A run is one sanderling test invocation: launch the app, explore it under the spec for a fixed duration, write a trace. Runs typically last minutes to hours, not seconds.

A run is not a unit test. The closer picture is: boot a fuzzer for an hour and see what breaks. A violated property is recorded in the trace and exploration continues, so one run can surface many bugs.

Lifecycle

sanderling test --spec spec.ts --bundle-id com.example.app --duration 30m
  │
  ├── launch the app under test (pass --clear-data to wipe app data first)
  ├── boot the sidecar (or connect to Chrome on web)
  ├── bundle the spec, load it into the JS runtime
  │
  ├── step 0..N:  read state, check properties, pick and perform an action
  │
  └── stop when --duration elapses (or on Ctrl+C)
        └── trace written to ./runs/<timestamp>/
              ├── trace.jsonl
              ├── screenshots/
              └── meta.json

The trace is written incrementally. An interrupted run is complete up to the step where it stopped.

App state across runs

By default each run wipes app data before launch and starts cold. Pass --clear-data=false to resume whatever the previous run left behind (an account, cached responses, completed onboarding). See the CLI reference.

Why runs are long

sanderling does not restart the app every few steps. Restarting throws away two things.

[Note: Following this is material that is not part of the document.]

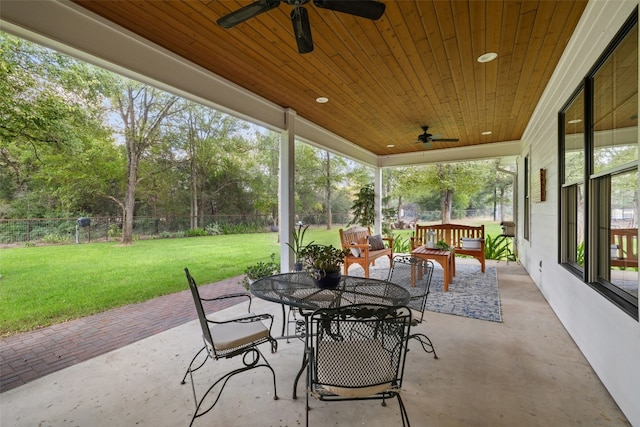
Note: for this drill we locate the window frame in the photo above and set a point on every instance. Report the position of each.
(588, 272)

Accumulated data. Accounts created, items added, caches warmed, settings changed. Interesting bugs live in apps with history, and a restart wipes it.

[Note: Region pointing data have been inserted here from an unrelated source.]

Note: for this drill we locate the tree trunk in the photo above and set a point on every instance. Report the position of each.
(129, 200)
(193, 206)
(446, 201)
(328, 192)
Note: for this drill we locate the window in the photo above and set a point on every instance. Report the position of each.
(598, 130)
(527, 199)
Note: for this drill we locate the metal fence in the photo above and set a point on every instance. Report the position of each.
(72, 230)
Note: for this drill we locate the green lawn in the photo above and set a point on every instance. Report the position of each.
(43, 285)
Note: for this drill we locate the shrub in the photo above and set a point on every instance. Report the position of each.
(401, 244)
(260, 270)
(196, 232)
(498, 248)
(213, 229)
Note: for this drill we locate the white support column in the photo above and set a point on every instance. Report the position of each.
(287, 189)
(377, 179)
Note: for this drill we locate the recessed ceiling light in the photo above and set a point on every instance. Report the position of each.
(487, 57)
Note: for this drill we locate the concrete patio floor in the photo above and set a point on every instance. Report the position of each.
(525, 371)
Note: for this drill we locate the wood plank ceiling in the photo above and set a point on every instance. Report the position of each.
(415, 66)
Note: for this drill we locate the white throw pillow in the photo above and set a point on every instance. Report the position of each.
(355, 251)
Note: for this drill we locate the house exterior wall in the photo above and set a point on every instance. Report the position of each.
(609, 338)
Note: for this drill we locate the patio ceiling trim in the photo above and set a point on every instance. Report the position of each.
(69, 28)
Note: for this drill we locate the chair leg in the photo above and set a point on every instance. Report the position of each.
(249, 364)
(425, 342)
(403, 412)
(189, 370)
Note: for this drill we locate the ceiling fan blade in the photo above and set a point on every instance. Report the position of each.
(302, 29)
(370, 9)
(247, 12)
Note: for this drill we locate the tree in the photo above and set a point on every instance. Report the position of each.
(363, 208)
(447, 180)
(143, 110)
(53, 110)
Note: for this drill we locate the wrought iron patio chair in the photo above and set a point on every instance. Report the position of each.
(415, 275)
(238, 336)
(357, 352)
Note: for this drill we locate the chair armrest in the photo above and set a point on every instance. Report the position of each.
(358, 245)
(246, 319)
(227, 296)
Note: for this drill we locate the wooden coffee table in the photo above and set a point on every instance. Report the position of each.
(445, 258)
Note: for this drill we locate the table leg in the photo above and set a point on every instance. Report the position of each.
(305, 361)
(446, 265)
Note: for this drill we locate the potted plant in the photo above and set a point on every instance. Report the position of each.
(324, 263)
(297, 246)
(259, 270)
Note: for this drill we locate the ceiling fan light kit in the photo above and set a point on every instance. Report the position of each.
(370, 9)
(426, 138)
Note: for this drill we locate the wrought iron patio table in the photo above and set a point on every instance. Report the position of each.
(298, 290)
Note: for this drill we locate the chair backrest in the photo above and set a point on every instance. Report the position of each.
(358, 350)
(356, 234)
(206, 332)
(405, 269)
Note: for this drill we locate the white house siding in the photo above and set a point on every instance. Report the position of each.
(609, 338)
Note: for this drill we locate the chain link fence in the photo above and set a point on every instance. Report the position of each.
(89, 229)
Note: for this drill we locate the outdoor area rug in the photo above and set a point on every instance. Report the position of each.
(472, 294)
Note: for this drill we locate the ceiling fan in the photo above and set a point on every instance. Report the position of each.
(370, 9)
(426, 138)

Deep app states. Many bugs live in states that take many actions to reach: nested settings, a loaded cart, the screen after the third transaction. A 50-step path to "cart with 3 items" never happens if every run starts cold.

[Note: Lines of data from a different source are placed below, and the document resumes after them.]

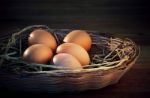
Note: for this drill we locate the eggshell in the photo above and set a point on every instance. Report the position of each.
(79, 37)
(75, 50)
(38, 53)
(67, 61)
(40, 36)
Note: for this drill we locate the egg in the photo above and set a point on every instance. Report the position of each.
(79, 37)
(38, 53)
(75, 50)
(67, 61)
(40, 36)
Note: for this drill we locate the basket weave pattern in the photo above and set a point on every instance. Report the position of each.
(111, 58)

Long runs reach states that restart-per-test approaches structurally cannot.

Setup cost is paid once

Preconditions like login run through the spec's setup export (see the case study). They fire when their condition is unmet and go quiet after, so login costs a few seconds once per run, not once per test case.

Run length Login cost Share of run
5 min ~15s 5%
30 min ~15s 0.8%
1 hour ~15s 0.4%

Session state

Session tokens, keychain entries, shared preferences, and cookies survive the whole run. If the app logs the user out mid-run, the gating extractor flips, setup re-engages, and the run logs back in. No retry logic needed in the spec.

Termination

A run ends when:

  • --duration elapses, or
  • the process is interrupted (Ctrl+C).

Additional conditions (--max-steps, --exit-on-violation, hard crash handling) land in the v0.1.0 milestone.